Not bad for such a little veggie. Er… fruit.
Get your cast iron skillet (affiliate link) screaming hot then add the olive oil. Once it starts shimmering, toss in the tomatoes. Wait.
GENTLY ADD THE GRAPE TOMATOES. Yeesh.
Let them sit, undisturbed for three or four minutes. Then you can shake shake shake the pan to move them around.
Look at those beauties. They get sweeter when they cook, and are a little more tender to the bite.
Meanwhile, make the dressing and slice the onion and celery. I used my fabulous mandoline (affiliate link) but a knife would work fine.
I love using the (surprisingly affordable) mandoline – I just wish I’d remember I had it.
Add the grape tomatoes to the dressing and veggies. Make sure to scrape in the oil – it’s got a fabulous tomato flavor now too.
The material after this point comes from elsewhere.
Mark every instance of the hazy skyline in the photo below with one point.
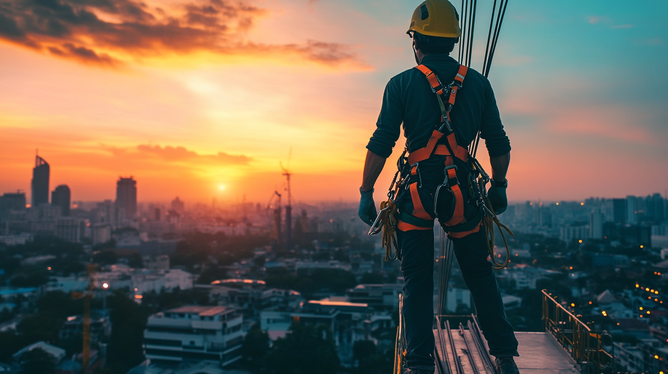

These tomatoes make a fabulous meatless meal added to cooked pasta.
I’d double the recipe though!
Charred Grape Tomato Salad
Instructions
- Heat cast iron or heavy skillet over medium high heat until very hot. Add olive oil. Once olive oil starts to shimmer and separate, add entire carton of grape tomatoes to pan, being careful to avoid splashing. Sprinkle lightly with kosher salt.
- Don't touch skillet for a few minutes, allowing the tomatoes to sit and char lightly. Once they begin to char, shake skillet occasionally to move tomatoes around while they cook.
- Make dressing: combine vinegar, honey and spices in medium bowl. Add onion and celery and toss to coat. Include coarsely chopped celery leaves if available.
- When tomatoes reach desired tenderness, after about 6 minutes, toss into dressing with other vegetables. Don't forget to scrape the oil from the skillet into the bowl as well.
- Toss to coat and serve warm or cold.